「……行って、あなたなんていらないって言われたら?私は、もう二度と前を向けなくなっちゃう気がするんです」


そう言われたときの事を想像して、私は眉間にシワを寄せて、唇を噛み、俯いた。


「それなら……」


蒼大先輩が、私の両頬を両手で包み込む。


ゆっくりと顔を上げられ、噛んだ唇を親指で撫でられると、その温かさに、不思議だけど、一人じゃないって、思えた。

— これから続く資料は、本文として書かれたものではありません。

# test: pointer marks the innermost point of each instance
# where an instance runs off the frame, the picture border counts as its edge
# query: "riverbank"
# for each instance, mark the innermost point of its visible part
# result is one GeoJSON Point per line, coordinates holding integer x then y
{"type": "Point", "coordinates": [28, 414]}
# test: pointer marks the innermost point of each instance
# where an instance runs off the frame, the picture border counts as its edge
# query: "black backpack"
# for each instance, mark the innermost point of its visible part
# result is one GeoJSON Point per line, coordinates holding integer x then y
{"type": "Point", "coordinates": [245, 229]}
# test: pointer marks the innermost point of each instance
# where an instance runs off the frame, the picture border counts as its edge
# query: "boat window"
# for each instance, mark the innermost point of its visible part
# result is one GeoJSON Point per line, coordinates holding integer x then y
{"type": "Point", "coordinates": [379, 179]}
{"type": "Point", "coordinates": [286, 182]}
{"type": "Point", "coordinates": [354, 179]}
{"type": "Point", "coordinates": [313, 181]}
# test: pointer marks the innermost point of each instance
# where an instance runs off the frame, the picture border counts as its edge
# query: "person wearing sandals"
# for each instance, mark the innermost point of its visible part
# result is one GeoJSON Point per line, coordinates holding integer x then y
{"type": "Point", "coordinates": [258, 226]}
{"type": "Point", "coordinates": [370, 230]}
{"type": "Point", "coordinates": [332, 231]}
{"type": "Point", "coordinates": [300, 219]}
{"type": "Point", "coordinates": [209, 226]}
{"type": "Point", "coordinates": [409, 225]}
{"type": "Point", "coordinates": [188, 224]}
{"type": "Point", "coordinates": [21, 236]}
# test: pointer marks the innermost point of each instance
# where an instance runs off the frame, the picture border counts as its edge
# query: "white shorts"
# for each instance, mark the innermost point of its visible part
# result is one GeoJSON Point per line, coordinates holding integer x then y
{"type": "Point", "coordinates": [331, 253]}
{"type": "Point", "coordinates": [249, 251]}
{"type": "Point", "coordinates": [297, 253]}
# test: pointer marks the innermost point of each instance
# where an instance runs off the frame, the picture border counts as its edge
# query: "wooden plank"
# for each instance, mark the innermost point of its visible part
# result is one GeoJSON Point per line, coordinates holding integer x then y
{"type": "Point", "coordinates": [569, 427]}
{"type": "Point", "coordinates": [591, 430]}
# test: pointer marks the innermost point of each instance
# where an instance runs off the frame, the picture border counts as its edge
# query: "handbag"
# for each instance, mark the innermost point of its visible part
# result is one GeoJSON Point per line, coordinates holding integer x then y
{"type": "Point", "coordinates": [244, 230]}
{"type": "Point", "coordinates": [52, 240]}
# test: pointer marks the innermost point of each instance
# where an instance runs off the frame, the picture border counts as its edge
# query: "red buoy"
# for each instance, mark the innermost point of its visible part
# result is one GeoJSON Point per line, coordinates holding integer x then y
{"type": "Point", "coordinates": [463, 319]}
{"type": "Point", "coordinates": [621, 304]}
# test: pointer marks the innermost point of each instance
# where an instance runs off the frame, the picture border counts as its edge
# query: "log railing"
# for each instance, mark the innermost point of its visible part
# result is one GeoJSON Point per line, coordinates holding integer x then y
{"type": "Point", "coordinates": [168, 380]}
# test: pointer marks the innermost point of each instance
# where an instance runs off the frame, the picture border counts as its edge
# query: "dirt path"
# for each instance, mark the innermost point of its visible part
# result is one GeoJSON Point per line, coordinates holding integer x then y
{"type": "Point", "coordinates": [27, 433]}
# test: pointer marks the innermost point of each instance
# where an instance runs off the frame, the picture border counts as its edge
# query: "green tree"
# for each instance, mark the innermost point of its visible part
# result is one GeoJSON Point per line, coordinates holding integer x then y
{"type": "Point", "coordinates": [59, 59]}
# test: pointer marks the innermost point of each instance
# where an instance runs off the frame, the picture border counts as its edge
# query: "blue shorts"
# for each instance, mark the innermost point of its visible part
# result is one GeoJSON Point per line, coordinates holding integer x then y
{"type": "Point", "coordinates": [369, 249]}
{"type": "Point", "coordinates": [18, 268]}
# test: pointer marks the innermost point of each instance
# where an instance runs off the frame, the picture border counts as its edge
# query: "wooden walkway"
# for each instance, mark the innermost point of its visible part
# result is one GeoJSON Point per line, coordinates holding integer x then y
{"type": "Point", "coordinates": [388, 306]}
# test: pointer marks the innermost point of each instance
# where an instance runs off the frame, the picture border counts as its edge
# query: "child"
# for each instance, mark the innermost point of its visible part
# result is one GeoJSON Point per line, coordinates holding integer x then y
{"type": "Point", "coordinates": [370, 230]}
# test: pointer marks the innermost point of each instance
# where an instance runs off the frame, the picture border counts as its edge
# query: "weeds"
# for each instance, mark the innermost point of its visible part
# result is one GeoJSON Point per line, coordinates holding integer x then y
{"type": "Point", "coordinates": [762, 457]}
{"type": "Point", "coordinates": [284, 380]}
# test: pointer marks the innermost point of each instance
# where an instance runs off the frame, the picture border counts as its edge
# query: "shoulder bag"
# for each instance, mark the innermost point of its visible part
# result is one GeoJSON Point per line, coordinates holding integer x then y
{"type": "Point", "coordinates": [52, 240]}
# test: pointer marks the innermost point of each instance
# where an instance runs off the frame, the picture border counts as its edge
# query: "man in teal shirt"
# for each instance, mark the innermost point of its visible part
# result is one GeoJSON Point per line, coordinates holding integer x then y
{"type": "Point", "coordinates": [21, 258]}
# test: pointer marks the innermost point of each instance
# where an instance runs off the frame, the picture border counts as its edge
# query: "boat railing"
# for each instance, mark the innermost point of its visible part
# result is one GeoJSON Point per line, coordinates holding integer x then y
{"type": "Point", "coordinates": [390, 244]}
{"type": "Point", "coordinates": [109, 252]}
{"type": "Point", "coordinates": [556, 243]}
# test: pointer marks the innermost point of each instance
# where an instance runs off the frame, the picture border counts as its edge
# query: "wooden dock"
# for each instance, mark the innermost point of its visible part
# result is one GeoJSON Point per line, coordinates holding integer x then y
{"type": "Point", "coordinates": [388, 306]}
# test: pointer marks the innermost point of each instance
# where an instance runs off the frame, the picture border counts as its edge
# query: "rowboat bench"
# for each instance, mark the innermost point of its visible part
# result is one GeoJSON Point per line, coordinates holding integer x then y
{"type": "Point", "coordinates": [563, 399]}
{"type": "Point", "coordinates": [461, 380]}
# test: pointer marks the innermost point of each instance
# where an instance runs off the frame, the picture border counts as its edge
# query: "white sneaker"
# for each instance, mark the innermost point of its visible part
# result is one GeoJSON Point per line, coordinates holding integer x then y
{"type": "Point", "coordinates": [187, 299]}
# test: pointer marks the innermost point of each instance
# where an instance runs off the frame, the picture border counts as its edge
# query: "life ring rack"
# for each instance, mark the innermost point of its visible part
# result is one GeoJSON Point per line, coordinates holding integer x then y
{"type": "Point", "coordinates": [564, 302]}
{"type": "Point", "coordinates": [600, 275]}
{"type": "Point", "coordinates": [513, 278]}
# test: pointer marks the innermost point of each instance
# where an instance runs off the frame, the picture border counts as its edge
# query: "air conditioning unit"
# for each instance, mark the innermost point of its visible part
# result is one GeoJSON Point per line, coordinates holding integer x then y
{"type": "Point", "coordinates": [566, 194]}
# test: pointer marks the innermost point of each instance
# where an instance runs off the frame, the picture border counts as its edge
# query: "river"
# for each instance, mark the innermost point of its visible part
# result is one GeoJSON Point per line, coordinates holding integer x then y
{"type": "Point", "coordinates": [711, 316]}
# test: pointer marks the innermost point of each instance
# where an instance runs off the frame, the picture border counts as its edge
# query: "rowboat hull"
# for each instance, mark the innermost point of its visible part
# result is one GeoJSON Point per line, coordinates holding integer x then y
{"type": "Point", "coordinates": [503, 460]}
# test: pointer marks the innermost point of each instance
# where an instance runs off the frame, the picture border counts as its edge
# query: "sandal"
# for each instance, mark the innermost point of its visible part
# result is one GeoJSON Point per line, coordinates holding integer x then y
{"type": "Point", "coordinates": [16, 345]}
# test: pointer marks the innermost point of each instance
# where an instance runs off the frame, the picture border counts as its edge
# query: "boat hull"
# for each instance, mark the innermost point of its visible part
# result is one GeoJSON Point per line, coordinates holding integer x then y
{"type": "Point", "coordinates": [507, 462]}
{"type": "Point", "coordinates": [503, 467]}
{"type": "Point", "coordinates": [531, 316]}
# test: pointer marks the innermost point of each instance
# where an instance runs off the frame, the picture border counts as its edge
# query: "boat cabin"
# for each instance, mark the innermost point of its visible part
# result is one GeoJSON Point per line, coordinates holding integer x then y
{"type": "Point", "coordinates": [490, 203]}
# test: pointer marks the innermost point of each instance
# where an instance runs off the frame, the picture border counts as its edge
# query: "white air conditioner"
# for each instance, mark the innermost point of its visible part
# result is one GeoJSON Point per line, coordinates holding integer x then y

「その時は、俺がずっと傍にいる。俺には、静月が必要だからな」


「蒼大先輩が……?」


「なんだよ、不満か??それは、ちょっとショック……」


ガックリとわざとらしく肩を落とす蒼大先輩に、私は慌てて首をブンブンと横に振った。


「傍に、いてほしいです。他の誰でもなくて、蒼大先輩に。それだけで、私は立っていられます」


不思議な力を、蒼大先輩はくれる。

蒼大先輩がいてくれるなら、怖いものなんてないって、思えてしまうんだ。


「一緒に行くよ、家族に会いに行くんだろ?」

「はい……後悔、しないように」


私は、あの日から家族から逃げて、力から逃げて……今もその過去に囚われて進めていない。


だから、蒼大先輩の言う通り、ちゃんと向き合おう。


それがたとえ、悲しい結末だったとしても。



そう思わせてくれた、蒼大先輩の為にも、私はもっと、自分を好きになりたいから。